A Paper Loss For Future Gain
Some banks are selling loans below face value to speed up de-risking. First Foundation, for example, securitized $500M in multifamily debt last year as part of a $1.9B sale effort — incurring a temporary markdown but expecting to recoup value in the long run.
Risks Just Shift, Not Disappear
While these moves have helped banks and lenders resume CRE lending, underlying risks in the commercial real estate sector remain. As Jon Winick of Clark Street Capital noted, troubled loans may have exited bank balance sheets, but they still exist in the broader financial system — just under less regulatory oversight.

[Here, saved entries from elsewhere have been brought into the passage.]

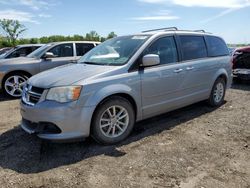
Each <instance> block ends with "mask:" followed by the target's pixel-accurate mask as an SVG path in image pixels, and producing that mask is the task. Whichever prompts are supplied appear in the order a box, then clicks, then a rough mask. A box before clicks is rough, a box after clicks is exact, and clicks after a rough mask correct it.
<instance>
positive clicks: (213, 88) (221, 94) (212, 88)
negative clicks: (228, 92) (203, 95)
mask: <svg viewBox="0 0 250 188" xmlns="http://www.w3.org/2000/svg"><path fill="white" fill-rule="evenodd" d="M225 93H226V82H225V80H224V79H223V78H218V79H217V80H216V81H215V83H214V86H213V88H212V91H211V94H210V97H209V100H208V102H209V104H210V105H211V106H213V107H217V106H220V105H222V103H223V102H224V98H225Z"/></svg>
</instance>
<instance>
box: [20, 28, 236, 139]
mask: <svg viewBox="0 0 250 188" xmlns="http://www.w3.org/2000/svg"><path fill="white" fill-rule="evenodd" d="M231 68H232V67H231V56H230V55H229V51H228V48H227V45H226V44H225V42H224V40H223V39H222V38H220V37H217V36H214V35H212V34H209V33H205V32H193V31H181V30H180V31H179V30H177V29H176V28H167V29H162V30H154V31H145V32H143V33H140V34H137V35H129V36H121V37H116V38H113V39H110V40H108V41H105V42H104V43H102V44H100V45H98V46H97V47H96V48H94V49H92V50H91V51H89V52H88V53H87V54H85V55H84V56H83V57H82V58H81V59H80V60H79V61H78V63H77V64H71V65H68V66H63V67H58V68H56V69H53V70H49V71H45V72H42V73H40V74H38V75H35V76H33V77H32V78H30V79H29V80H28V81H27V84H26V86H25V88H24V92H23V96H22V100H21V115H22V123H21V126H22V128H23V129H24V130H25V131H26V132H28V133H35V134H37V136H38V137H40V138H43V139H49V140H56V141H64V140H69V139H77V138H84V137H88V136H89V135H92V136H93V137H94V138H95V140H97V141H98V142H99V143H102V144H114V143H117V142H120V141H122V140H123V139H125V138H126V137H127V136H128V135H129V134H130V132H131V131H132V129H133V126H134V124H135V122H136V121H140V120H143V119H146V118H150V117H152V116H155V115H159V114H162V113H165V112H167V111H171V110H174V109H177V108H181V107H184V106H187V105H190V104H192V103H195V102H198V101H202V100H208V102H209V104H210V105H212V106H220V105H221V104H223V101H224V96H225V92H226V88H228V87H229V86H230V85H231V73H232V69H231Z"/></svg>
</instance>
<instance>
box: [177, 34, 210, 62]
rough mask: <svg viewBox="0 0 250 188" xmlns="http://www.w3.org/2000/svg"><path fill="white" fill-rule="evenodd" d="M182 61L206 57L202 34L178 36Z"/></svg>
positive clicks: (185, 60) (203, 42) (191, 59)
mask: <svg viewBox="0 0 250 188" xmlns="http://www.w3.org/2000/svg"><path fill="white" fill-rule="evenodd" d="M180 42H181V49H182V56H183V57H182V58H183V61H186V60H192V59H199V58H204V57H207V49H206V44H205V41H204V38H203V36H180Z"/></svg>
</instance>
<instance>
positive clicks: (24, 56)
mask: <svg viewBox="0 0 250 188" xmlns="http://www.w3.org/2000/svg"><path fill="white" fill-rule="evenodd" d="M41 46H43V44H24V45H18V46H16V47H14V48H12V49H11V50H9V51H7V52H6V53H5V54H2V55H1V56H0V62H1V59H11V58H17V57H25V56H27V55H29V54H30V53H31V52H33V51H35V50H36V49H38V48H40V47H41Z"/></svg>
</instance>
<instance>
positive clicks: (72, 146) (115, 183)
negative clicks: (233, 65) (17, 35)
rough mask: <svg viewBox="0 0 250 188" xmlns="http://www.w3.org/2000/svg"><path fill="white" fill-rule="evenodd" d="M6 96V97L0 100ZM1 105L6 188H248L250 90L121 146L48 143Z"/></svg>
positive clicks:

Many lenders and loan buyers are betting on interest rate cuts to improve asset performance. If that doesn’t materialize, or if private lenders begin to see a rise in delinquencies and defaults, the risk could cycle back through the financial ecosystem.
Why It Matters
With nearly $1T in CRE debt maturing in 2025 and 40% of it previously extended, banks’ ability to lend again is crucial to avoiding a liquidity crunch. But the current relief may be temporary — and dependent on continued investor appetite and macroeconomic tailwinds.
What’s Next
Expect banks to remain cautious lenders. Well-structured deals with limited leverage are now top priority. Meanwhile, private credit’s role as a shadow safety net is only expanding — for now.